Yenişafak Gazetesi köşe yazarlarından Ahmet Ünlü bugünkü köşesinde, ‘Sözleşmeli personel istihdamındaki artışın sebepleri ya da politika çıkmazı’ konusuna değindi. Ünlü yazısında:
Sözleşmeli personel istihdamını hızlandıran süreç
Sözleşmeli personel uygulamasının yaygınlaşmasında 2006 yılında Bakanlar Kurulu’nda tartışılan ve kabul görmesi üzerine de imzaya açılan “Kamu Personeli Kanunu Tasarısı” taslağında yer alan sözleşmeli personel uygulaması yatmaktadır.
Tasarının kanunlaşması halinde o günün rakamlarıyla bütçeye ciddi bir yük getirecek olması ve memur sendikalarının sözleşmeli personel uygulamasına geçilmesiyle memur güvencesinin kaldırılacağına yönelik aşırı tepki tasarının kanunlaşmasının önünde yatan engeller arasındadır. Ayrıca, dönemin şartlarının da çok uygun olmadığını belirtmeliyiz.

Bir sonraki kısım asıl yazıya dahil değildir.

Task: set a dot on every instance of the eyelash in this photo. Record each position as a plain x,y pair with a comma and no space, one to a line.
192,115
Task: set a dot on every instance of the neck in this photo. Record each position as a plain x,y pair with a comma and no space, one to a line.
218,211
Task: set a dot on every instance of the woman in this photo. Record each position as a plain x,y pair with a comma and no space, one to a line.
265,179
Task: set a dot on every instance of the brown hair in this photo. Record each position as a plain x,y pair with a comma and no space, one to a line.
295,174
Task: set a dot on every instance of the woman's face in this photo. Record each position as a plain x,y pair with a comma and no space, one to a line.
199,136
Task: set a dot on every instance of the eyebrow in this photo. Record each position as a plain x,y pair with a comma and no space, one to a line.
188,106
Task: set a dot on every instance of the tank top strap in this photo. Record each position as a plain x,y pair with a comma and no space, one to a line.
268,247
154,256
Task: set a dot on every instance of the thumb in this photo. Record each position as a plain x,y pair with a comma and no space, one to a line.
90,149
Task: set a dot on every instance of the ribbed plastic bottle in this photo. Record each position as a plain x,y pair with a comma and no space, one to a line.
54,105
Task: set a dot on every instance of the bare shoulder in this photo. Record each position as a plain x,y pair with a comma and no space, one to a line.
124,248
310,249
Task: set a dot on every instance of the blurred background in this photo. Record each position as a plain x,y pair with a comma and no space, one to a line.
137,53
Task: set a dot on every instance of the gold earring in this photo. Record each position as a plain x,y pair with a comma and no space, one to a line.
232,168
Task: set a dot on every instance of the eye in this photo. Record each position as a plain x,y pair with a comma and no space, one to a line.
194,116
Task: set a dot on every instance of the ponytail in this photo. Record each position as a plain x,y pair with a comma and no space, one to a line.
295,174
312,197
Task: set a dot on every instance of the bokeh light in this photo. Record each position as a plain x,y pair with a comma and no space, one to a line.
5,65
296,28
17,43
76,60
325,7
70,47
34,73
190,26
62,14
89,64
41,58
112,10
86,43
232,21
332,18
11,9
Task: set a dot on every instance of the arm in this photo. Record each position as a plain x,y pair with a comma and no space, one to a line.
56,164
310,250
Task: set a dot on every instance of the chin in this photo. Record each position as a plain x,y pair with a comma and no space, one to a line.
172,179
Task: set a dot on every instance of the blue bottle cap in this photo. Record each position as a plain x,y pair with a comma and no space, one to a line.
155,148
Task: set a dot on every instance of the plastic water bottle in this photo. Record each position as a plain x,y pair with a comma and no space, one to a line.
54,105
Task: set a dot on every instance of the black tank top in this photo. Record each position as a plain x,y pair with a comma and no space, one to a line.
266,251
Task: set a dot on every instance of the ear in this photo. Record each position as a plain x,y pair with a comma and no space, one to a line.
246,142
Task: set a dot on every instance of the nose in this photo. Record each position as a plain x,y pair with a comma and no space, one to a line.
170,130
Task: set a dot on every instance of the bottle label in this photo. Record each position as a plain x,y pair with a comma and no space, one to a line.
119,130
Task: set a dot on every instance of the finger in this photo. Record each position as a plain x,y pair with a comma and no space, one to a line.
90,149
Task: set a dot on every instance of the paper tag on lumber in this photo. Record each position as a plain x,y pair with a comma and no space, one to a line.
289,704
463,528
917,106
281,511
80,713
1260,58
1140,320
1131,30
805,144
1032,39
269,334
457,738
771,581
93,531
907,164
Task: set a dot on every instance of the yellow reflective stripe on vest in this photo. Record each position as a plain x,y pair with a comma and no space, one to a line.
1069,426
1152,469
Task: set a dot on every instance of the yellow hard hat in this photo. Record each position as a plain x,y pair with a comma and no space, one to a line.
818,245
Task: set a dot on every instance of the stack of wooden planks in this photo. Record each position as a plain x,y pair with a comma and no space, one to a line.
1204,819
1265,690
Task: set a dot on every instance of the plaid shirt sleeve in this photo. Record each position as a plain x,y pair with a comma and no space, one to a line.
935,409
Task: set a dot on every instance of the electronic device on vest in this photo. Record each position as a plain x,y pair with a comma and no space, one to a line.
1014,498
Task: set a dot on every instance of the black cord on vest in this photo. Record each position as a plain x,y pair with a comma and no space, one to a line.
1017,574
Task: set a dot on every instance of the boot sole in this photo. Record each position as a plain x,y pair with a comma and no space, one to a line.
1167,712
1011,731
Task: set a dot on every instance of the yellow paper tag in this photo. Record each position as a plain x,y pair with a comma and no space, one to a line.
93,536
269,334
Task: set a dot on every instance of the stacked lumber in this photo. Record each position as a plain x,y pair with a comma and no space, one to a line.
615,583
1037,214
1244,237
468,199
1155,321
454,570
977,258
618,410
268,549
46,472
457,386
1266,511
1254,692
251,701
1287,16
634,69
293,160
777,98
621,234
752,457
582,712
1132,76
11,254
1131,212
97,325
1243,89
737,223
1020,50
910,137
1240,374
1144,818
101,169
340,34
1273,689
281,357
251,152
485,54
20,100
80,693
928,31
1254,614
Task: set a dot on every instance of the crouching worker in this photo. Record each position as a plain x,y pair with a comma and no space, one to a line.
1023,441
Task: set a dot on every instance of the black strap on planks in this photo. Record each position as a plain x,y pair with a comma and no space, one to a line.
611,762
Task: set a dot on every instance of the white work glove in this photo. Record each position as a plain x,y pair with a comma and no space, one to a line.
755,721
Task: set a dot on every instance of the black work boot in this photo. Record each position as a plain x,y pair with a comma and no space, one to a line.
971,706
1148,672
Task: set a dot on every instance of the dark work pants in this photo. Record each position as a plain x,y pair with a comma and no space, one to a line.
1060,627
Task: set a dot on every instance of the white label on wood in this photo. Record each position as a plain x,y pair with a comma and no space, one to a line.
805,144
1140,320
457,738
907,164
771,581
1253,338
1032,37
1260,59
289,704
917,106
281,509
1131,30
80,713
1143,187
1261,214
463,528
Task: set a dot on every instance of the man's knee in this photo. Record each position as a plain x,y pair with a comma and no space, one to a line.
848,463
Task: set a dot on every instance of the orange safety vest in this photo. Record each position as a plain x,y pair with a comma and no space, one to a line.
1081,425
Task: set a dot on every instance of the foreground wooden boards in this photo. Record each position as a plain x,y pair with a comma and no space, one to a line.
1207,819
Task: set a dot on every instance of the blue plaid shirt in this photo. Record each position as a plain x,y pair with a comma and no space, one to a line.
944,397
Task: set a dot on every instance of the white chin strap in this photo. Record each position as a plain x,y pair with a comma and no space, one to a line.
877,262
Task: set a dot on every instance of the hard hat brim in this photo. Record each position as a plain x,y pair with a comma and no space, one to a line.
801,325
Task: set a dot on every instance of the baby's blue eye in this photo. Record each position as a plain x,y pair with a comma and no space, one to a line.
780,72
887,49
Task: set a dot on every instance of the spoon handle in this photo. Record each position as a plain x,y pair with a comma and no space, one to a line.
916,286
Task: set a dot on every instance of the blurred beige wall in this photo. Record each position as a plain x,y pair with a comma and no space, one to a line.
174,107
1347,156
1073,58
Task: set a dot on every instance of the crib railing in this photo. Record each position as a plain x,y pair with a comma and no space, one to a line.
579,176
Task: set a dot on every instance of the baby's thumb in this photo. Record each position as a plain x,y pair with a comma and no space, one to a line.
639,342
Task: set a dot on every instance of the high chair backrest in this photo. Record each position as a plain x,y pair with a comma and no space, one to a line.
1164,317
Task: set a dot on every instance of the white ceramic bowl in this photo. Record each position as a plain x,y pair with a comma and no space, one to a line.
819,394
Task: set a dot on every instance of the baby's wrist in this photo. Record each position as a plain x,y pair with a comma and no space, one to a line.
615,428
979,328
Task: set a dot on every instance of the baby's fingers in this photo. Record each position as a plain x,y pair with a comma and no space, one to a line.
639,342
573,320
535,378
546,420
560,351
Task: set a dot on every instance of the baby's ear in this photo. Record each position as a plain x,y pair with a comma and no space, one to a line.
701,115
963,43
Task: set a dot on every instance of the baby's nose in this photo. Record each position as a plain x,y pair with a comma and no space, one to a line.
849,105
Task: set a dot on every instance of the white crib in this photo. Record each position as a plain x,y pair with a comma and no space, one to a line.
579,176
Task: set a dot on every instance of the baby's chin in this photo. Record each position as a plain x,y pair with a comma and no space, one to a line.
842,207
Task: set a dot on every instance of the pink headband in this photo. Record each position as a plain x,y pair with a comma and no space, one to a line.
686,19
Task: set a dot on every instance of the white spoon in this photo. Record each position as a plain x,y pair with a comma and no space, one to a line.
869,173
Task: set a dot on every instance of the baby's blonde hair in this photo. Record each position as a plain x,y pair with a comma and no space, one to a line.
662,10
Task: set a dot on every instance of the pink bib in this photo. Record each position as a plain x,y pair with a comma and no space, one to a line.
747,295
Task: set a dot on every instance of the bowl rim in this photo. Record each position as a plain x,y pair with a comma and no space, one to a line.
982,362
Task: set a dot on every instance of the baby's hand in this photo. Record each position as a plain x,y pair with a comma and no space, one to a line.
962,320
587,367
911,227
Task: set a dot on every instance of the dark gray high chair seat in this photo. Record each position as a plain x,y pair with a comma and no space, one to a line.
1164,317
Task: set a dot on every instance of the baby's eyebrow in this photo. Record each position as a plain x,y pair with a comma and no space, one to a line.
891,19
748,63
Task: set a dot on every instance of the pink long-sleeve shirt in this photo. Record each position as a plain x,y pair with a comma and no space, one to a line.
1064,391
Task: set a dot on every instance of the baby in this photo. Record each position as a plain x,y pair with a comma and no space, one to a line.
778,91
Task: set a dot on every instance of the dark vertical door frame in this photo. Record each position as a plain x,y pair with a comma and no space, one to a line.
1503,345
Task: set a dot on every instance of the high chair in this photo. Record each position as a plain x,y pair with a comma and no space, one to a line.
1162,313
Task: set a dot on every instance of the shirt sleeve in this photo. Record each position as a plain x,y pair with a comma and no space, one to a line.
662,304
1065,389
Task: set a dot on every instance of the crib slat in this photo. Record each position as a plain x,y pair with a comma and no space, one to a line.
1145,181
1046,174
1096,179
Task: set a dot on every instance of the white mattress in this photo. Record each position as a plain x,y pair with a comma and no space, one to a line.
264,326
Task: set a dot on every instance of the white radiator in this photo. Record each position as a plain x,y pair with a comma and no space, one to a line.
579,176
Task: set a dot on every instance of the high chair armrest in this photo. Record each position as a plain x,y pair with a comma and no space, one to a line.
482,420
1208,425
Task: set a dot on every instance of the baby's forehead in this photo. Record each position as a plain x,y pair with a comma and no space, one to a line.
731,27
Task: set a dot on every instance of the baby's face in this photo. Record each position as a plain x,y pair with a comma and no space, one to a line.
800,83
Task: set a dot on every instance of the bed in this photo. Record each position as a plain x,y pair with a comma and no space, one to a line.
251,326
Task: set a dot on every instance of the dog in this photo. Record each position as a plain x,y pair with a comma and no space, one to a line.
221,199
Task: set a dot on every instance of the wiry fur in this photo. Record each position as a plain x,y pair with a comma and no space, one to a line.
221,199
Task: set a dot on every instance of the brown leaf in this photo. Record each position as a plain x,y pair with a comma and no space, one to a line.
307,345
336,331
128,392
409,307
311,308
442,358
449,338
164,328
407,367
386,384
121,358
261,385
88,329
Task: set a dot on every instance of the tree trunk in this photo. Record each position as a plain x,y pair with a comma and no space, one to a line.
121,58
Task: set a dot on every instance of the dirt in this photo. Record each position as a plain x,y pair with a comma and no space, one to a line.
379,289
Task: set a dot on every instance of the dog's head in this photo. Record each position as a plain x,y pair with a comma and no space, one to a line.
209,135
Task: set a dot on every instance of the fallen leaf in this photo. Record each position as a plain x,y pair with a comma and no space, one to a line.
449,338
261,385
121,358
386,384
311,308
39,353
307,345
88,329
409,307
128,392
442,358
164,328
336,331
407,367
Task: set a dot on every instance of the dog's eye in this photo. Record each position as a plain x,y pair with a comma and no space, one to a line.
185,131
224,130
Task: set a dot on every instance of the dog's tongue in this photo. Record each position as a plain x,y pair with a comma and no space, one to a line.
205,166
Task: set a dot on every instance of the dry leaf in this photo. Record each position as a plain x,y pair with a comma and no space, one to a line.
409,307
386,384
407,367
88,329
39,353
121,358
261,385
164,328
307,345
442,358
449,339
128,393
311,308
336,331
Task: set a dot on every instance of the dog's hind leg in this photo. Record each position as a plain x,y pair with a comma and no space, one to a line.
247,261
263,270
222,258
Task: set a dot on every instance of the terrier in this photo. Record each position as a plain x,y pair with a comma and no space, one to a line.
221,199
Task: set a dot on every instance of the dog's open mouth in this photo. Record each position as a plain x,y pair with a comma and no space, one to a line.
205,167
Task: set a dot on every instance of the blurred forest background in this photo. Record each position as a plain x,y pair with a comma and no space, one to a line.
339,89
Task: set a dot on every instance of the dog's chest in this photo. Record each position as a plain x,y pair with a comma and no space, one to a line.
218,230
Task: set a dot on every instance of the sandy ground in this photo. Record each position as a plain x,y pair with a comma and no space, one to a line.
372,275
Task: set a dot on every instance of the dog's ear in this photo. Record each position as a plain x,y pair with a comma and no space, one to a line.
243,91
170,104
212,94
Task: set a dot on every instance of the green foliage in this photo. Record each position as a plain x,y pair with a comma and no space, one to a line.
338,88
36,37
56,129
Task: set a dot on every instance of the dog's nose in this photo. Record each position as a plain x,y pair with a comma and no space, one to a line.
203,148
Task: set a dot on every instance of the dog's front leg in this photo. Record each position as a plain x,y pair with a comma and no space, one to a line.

Kamu personel reformunun çok büyük bir memur kesimini etkilemesi ve yukarıda belirtmiş olduğumuz nedenlerden dolayı rafa kaldırılması sonrasında memur alımına yönelik açıktan atama izinleri kısıtlanarak sözleşmeli personel istihdamına ağırlık verilmeye başlandı. Bu yöntemle emekliliği gelen veya kamudan ayrılan memurların yerine sözleşmeli personel istihdam edilerek memur sayısı azaltılarak sözleşmeli personel sayısı arttırılacak, bir süre sonra da maksat kendiliğinden hasıl olacaktı. Maalesef evdeki hesap çarşıya uymadı ve belirlenen strateji bir süre sonra pimi çekilmiş bombaya döndü. Çünkü, sözleşmeli personel sayısı artmış ve sendikaların da öncülüğü ile büyük bir baskı grubu haline dönmüştü. Aynı akıbet taşeron işçi istihdamında da yaşanmıştı. Demek ki istihdam stratejisi oluştururken kılı kırk yarmak gerekiyormuş.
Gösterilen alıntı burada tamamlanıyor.